ビジネス

2018.04.11

オフィス街のフードトラックが示す、モビリティサービスの可能性

オフィス街の「フードトラック」


将来的には「まちづくり」にも着手したい

─今後の展開については、どう考えていますか?

柏谷:現在はフードトラックが中心ですが、今後はマッサージやネイル、マルシェ、パーソナルジムなど、サービスカテゴリーを広げていき、モビリティサービス・プラットフォームへと進化していければと思っています。

─フィットネスジムのモビリティサービスもあるんですね。

柏谷:海外の事例ではありますが、大型トラックにトレーニング機材を1、2台積んでトレーナーを1人配置し、予約はFacebookやInstagramで取るという仕組みです。

ほかにも、アメリカではモビリティ型のセレクトショップもあります。ファッションセンスのある人が自分で買い付けた服や作っている服をインスタグラムにアップして、「今日はここで販売するので来てください」と宣伝すると、人が集まるんです。

─日本だとフードトラックは割とアナログというか、昔からあるイメージですが、海外ではむしろ時代に適しているからこそモビリティサービスが増えている、と。

柏谷:ニューヨークでセレクトショップをオープンするには億単位のお金が必要ですが、インスタであれば、センスのいい個人さえいれば路上で人を呼べますから。飲食業でそれをやっているのが、TLUNCHです。

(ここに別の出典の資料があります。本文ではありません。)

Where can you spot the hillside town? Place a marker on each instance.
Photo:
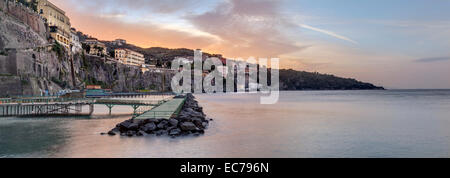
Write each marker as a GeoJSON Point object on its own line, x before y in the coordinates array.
{"type": "Point", "coordinates": [63, 33]}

いままで固定店舗でなければできなかったサービスをどんどんモビリティ化にして、さらにどこにどんなサービスを提供するのがベストなのかをデータ最適化するんです。

自動運転が実現すれば移動も機械がやってくれるから、人はハイクオリティなサービスを提供するだけで、自動的に一番効果が上がるところでビジネスができます。そうすればサービス提供者はもっと輝けるし、お客様も手軽にサービスを受けることができます。

─モビリティサービスで1つの街ができそうですね。

柏谷:そうなんです。実はまだ公開していないのですが、新たな事業として街を丸ごとつくろうと考えています。自分がつくりたいのは、どう生きたいかで住む街が選べる社会。いま東京に住んでいる人の多くは、職場の都合などの消極的な理由から住む場所として東京を選んでいるじゃないですか。

 

でもモビリティサービスがもっと普及していけば、東京以外の場所にいろんなコンセプトの街を作れるはずだと考えているんです。

例えば、昔ゴルフ場だった私有地に1万5000人ぐらいの街をつくって、65歳以上の人が余生を暮らすのに最適化された街とか、街中の道路や建物に自由に創作できてそれを売る人とそれを買う人が住むアートの街、あるいはLGBTの人がお互いの尊重を重視した街を作ることもできますよね。

建物を低コストで作り、さらに必要なサービスはモビリティで提供すれば、まちづくりに必要なコストを最小化できます。街のハードな部分に費やすコストを減らし、その分どう生きたいかを支援するようなソフトな部分に投資することで、様々なコンセプトの街を実現していきたいです。

人が密集して賃料が高くなっているオフィス街では、飲食チェーンやコンビニ、カフェなど高い賃料を払えるプレーヤーで埋め尽くされる必然性があり、街から個性が消えてしまうんです。

一方で、いまは飲食店アルバイトを筆頭にやりたくない仕事は誰もやらなくなってきているじゃないですか。これは大量生産して大量消費するために単純作業を我慢していたいままでの資本主義が否定されているということですよね。実際、やりたくない仕事をやってもパフォーマンスは落ちるばかりですから。

その一方で、モビリティサービスであれば誰でもオーナーになれる可能性があります。みんながオーナーになって、自分の人生をかけたサービスを提供できればやる気も出るし、いいサービスを受けることもできます。みんなが個性を発揮して、いいものが溢れる。そんな街ができれば理想的ですよね。